South Africa is one of the world’s fastest-growing tourist destinations and presents an attractive opportunity for entrepreneurs looking to get a foot in the hospitality market.
This is great news for existing B&B or guesthouse owners who are hoping to sell their businesses for a tidy profit. Going about it the right way, however, is essential for good results.
This is according to Schalk van der Merwe, the Rawson Property Group’s Helderberg franchisee, who says selling a guesthouse or B&B is different to selling a regular home.
He says you have to keep in mind the fact that you’re not just selling a property – you’re selling a business, brand and reputation.
Because these aspects are generally inseparable, van der Merwe says providing plenty of information on both the physical property and business operations to prospective sellers is key.
“You’ll achieve a much higher sales price if you can prove that your guesthouse is not only in great physical shape, but great business shape too. Audited financials are essential, as is proof of your occupancy rates and any online social media presence and guest reviews you have.”
Van der Merwe says if you have email addresses of past guests that can be a valuable asset to new owners. He says registration with the Tourism Grading Council of South Africa is also beneficial as buyers want to know they’re investing in a reputable establishment with good earning potential.
In terms of physical property, van der Merwe says including a detailed inventory of all the furniture and décor items that are included in the sale, along with any maintenance records, floor plans and applicable health and safety documentation that you have available is vital.
He says ensuring your zoning and land use rights are in order is also incredibly important.
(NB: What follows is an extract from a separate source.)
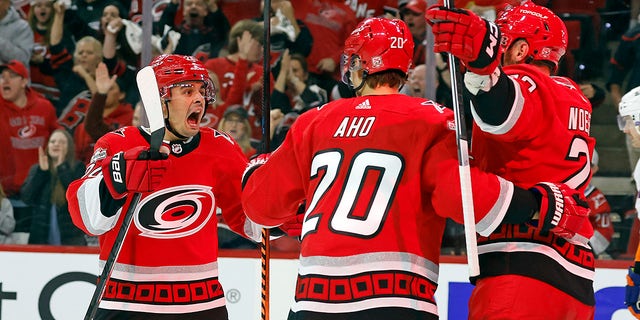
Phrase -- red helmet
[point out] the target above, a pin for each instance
(380, 44)
(172, 69)
(543, 30)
Any potential buyer investigating buying a guesthouse or B&B is guaranteed to look into the zoning rights as a matter of course, and if you’re not 100% above board, this will impact the sale.
Guesthouses and B&Bs are subject to different zoning restrictions, and the category you fall into will depend on how many rooms you have, what kind of facilities you provide, and the primary purpose of the property. If necessary, you can apply for departures or consent for additional usage rights at your local Municipal Council, but van der Merwe warns that this process can take some time.
“It’s obviously in your best interests to have your legalities in order from day one of operations, but if there are some loose ends, try to tie them up well in advance of a sale. That goes for things like liquor licenses too, if you sell alcohol on the premises, it may not seem like a big deal, but it shows buyers the options they would have if they decide to buy your property.”
When you start receiving offers, van der Merwe recommends proceeding with caution.
He says banks tend to be reluctant to bond more than 20% to 30% of the transaction value on guesthouse purchases, and seldom exceed 50% even in best case scenarios.
He says that means it’s not uncommon for offers to fall through because of a failure to secure a sufficient bond. “I always recommend that sellers include a 72-hour meet or beat clause to any offer that is subject to finance. This gives them the flexibility to accept a cash offer of equal or greater value, and avoid having to wait on financing that may never come through.”
You’d be forgiven for thinking that the whole process sounds a little complicated, but van der Merwe says an experienced estate agent can make all the difference in smoothing any bumps in the road.
He says there are a lot more elements to consider when valuing, marketing and selling a guesthouse compared to a normal residential property, but a good estate agent is trained to handle these complexities.
“A successful sale is about more than just a collection of statistics and information, however. It’s about finding your unique selling point whether it’s your location, clientele or reputation, and showcasing it in a way that makes it stand out of the crowd.”